Il “caso Messa” finisce in Parlamento. Toccherà al ministro della Giustizia accertare e prendere eventuali provvedimenti sulla vicenda rivelata dal Fatto delle pressioni che Maria Cristina Messa avrebbe fatto quando era rettrice della Bicocca per favorire consoli a lei vicine affinché conseguissero un master in cui erano state bocciate, vicenda per la quale l’Usb ricerca ieri ha chiesto le dimissioni da ministro dell’Università. Il caso approda alla Camera con un’interpellanza del vicepresidente Fabio Rampelli (leggi). Il deputato di Fdi sottolinea come “la notizia sia passata clamorosamente in sordina”, e interpella il ministro Marta Cartabia e la stesa Messa per sapere “se e quali immediate iniziative di competenza, anche di carattere ispettivo, il Governo intenda assumere per fare chiarezza sulla grave vicenda di cui in premessa”. Il testo ripercorre i fatti resi pubblici dallo scoop del Fatto mai smentiti da parte dell’università interessata.
Il ministro Messa invece inizialmente aveva smentito qualunque forma di pressione (“sono cose che non faccio né farei mai”) e perfino di conoscere le “beneficiarie”. L’indomani però sono stati pubblicati stralci dei verbali dei docenti del master, mail inviate alla rettrice e registrazioni che le suffragavano. A quel punto Messa ha cambiato versione: ai microfoni di Radio24, che le chiedeva spiegazioni, non negherà più di conoscere le funzionarie, né di essersi spesa per loro perorando la causa di una proroga “ad personam” perché recuperassero frequenze ed esami. Il ministro al quel punto le rivendicherà, al motto “il mio lavoro è ascoltare tutti gli studenti, incluse queste tre studentesse”.

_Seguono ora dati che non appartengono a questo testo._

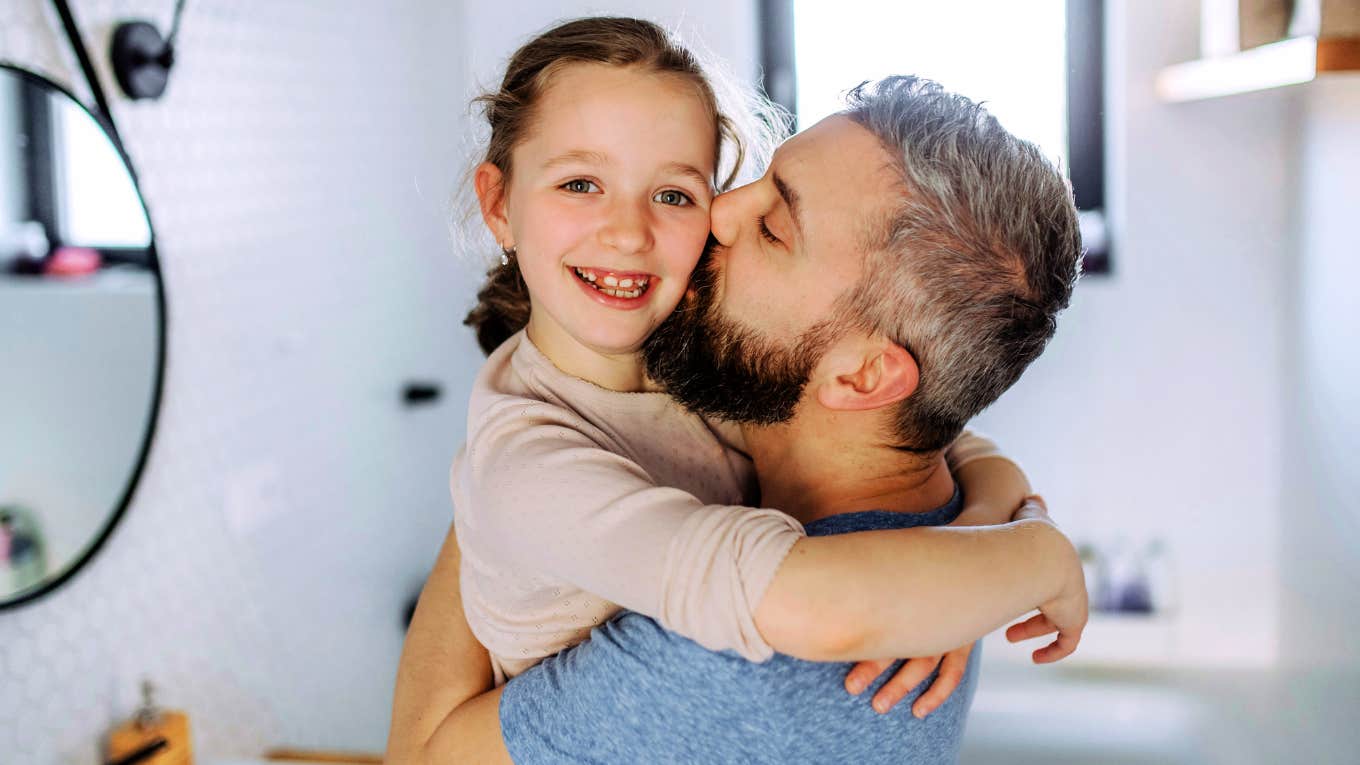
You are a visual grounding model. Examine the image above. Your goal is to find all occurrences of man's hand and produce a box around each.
[846,642,975,719]
[1006,495,1089,664]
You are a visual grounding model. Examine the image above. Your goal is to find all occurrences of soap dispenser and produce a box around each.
[105,681,193,765]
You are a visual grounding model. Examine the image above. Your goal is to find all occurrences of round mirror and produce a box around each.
[0,65,165,608]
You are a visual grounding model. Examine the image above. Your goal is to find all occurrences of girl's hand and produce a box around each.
[846,642,975,719]
[1006,494,1089,664]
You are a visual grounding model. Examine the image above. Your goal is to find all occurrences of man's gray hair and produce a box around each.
[842,76,1081,451]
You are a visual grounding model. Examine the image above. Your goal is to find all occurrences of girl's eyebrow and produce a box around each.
[665,162,709,186]
[543,148,609,170]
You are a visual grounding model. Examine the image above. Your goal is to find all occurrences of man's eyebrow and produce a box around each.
[665,162,711,188]
[770,173,802,237]
[543,148,609,170]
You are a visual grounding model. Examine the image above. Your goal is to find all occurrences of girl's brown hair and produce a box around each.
[462,16,786,354]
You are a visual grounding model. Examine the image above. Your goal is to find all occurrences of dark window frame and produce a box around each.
[759,0,1111,274]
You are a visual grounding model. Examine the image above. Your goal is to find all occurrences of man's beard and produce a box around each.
[642,242,832,425]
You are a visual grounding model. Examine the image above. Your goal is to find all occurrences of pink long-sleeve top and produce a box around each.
[450,332,996,685]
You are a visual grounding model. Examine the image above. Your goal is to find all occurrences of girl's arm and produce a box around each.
[756,519,1087,662]
[384,527,510,765]
[470,402,1084,660]
[944,430,1032,525]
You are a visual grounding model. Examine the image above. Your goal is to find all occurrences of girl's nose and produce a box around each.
[600,197,653,255]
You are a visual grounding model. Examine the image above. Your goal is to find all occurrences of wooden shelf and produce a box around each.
[1156,37,1360,102]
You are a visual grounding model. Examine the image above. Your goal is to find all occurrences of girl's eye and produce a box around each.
[756,215,779,245]
[651,189,694,207]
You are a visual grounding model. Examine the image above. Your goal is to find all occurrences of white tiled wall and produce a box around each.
[0,0,480,765]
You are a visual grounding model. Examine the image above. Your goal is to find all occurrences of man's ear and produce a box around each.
[472,162,514,249]
[817,338,921,411]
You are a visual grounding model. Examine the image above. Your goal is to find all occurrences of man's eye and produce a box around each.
[756,215,779,245]
[560,178,600,193]
[651,189,694,207]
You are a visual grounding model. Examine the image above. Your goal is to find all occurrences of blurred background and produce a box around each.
[0,0,1360,765]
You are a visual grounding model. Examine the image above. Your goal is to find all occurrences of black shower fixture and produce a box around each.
[109,0,184,101]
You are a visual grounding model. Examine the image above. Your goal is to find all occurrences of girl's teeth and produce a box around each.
[575,268,650,298]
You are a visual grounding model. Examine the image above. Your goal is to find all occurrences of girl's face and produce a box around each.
[477,64,717,377]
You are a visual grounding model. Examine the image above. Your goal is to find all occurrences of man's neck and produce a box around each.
[743,423,955,524]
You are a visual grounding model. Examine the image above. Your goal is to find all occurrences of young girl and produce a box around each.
[397,19,1064,724]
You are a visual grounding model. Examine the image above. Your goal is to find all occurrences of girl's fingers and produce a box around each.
[1006,614,1058,642]
[1032,632,1081,664]
[873,656,940,715]
[846,659,896,696]
[911,642,974,719]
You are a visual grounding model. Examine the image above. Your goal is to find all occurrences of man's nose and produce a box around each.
[709,184,759,246]
[600,201,653,255]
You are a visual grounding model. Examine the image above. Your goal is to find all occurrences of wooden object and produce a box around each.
[105,711,193,765]
[1238,0,1293,50]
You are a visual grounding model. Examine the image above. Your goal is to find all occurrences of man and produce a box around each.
[394,78,1085,762]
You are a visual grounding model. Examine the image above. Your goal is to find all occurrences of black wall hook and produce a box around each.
[109,0,184,101]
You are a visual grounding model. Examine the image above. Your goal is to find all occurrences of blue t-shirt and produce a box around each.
[500,491,981,765]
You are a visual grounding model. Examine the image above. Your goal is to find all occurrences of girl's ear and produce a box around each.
[472,162,514,249]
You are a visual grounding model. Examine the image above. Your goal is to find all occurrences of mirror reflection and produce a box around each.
[0,67,162,606]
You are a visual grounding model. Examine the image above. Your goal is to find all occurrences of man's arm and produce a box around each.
[385,525,510,765]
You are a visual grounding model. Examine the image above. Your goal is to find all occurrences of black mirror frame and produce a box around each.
[0,59,167,611]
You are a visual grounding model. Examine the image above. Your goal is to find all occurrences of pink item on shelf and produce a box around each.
[42,246,103,276]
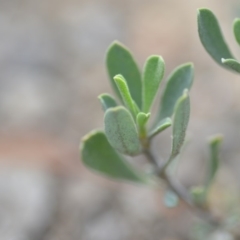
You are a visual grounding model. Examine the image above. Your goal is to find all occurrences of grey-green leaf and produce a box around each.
[98,93,118,111]
[206,135,223,188]
[233,18,240,45]
[106,41,142,109]
[137,112,150,138]
[104,106,141,156]
[198,9,234,66]
[114,74,138,119]
[81,131,147,183]
[148,118,172,138]
[154,63,194,127]
[142,56,165,113]
[222,58,240,73]
[171,90,190,159]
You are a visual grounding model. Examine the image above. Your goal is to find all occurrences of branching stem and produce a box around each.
[144,149,221,227]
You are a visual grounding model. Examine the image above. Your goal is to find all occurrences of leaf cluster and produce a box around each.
[80,9,230,207]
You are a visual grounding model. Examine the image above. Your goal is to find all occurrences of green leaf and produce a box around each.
[206,135,223,188]
[98,93,118,111]
[137,112,150,138]
[170,90,190,159]
[233,18,240,45]
[106,41,142,109]
[148,118,172,138]
[81,131,147,183]
[104,106,141,155]
[198,9,234,66]
[222,58,240,73]
[161,89,190,173]
[154,63,194,127]
[142,56,165,113]
[114,74,139,119]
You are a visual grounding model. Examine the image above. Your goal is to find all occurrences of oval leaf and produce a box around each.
[198,9,234,66]
[114,74,138,119]
[98,93,118,111]
[171,90,190,159]
[233,18,240,45]
[142,56,165,113]
[154,63,194,127]
[137,112,150,138]
[148,118,172,138]
[206,135,223,188]
[81,131,147,183]
[222,58,240,73]
[106,41,142,109]
[104,106,141,155]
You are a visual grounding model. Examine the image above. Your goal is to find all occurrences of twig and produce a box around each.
[144,149,221,227]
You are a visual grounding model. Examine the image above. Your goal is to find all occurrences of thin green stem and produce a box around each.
[144,149,221,227]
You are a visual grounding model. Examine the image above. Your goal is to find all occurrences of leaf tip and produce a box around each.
[208,134,223,145]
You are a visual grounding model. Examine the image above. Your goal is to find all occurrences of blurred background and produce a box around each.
[0,0,240,240]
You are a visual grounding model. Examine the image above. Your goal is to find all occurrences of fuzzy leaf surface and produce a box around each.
[98,93,118,111]
[198,9,234,66]
[222,58,240,73]
[206,135,223,187]
[154,63,194,127]
[142,56,165,113]
[81,131,147,183]
[233,18,240,45]
[148,118,172,138]
[137,112,150,137]
[114,74,138,118]
[170,90,190,159]
[106,41,142,109]
[104,106,141,156]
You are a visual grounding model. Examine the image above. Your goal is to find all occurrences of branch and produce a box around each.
[144,149,221,227]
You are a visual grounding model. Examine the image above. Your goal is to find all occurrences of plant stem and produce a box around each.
[144,149,221,227]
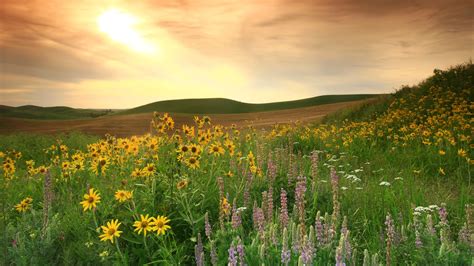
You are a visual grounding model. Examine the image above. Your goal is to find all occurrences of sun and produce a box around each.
[97,9,156,54]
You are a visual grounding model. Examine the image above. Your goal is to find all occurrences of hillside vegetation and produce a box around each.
[0,62,474,266]
[117,94,377,114]
[0,105,112,120]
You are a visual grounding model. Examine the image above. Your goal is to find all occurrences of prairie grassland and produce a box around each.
[0,63,474,265]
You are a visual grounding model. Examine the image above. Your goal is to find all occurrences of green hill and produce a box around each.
[323,62,474,124]
[0,105,112,120]
[116,94,378,115]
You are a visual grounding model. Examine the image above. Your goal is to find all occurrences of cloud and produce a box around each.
[0,0,474,108]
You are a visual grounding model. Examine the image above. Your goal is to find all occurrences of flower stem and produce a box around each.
[115,239,127,265]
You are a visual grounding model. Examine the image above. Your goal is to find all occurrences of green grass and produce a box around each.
[0,63,474,266]
[0,105,112,120]
[116,94,377,115]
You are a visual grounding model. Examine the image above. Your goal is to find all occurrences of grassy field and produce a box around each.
[117,94,378,114]
[0,105,112,120]
[0,99,373,137]
[0,63,474,265]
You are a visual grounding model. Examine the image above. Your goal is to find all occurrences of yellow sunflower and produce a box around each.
[176,179,189,189]
[80,188,100,211]
[133,214,154,236]
[115,190,133,202]
[186,157,199,169]
[15,197,33,212]
[209,143,225,156]
[99,220,122,243]
[153,215,171,235]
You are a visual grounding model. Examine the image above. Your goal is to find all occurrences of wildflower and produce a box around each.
[99,250,109,260]
[152,215,171,235]
[176,179,189,189]
[281,227,291,265]
[385,213,395,265]
[221,197,230,215]
[142,163,156,177]
[458,148,467,157]
[204,212,212,239]
[15,197,33,212]
[115,190,133,202]
[194,233,204,266]
[237,237,245,265]
[232,199,242,229]
[295,176,306,229]
[209,142,225,156]
[80,188,100,211]
[133,214,153,236]
[438,167,446,175]
[280,188,289,228]
[186,157,199,169]
[99,220,122,243]
[227,243,237,266]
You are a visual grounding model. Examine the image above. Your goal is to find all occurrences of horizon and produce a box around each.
[0,92,384,110]
[0,0,474,109]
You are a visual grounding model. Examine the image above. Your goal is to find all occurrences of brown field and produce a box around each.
[0,99,370,137]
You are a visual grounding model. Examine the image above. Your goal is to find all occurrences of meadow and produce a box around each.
[0,62,474,265]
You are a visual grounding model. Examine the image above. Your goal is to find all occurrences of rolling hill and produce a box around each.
[0,105,112,120]
[115,94,378,115]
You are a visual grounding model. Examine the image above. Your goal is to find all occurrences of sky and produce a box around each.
[0,0,474,109]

La vicenda era anche approdata in Procura perché la docente che aveva fatto muro alle richieste della rettrice, l’avvocato di Milano Samantha Ravezzi, le aveva denunciate ai magistrati a maggio 2018, ipotizzando in capo a Messa i reati di abuso d’ufficio e traffico d’influenze. L’indagine fu poi archiviata dopo tre anni, sette dopo il giuramento a Palazzo Chigi. Potrebbe però riaprirsi ora. Per un errore il Tribunale di Milano aveva notificato l’archiviazione a un indirizzo sbagliato, impedendo così alla parte offesa di opporsi alla decisione nei termini previsti dalla legge, cosa l’avvocato-docente che ha appena fatto con un ricorso al giudice monocratico che potrebbe portare alla riapertura delle indagini integrate anche dai muovi elementi emersi dall’inchiesta del Fatto.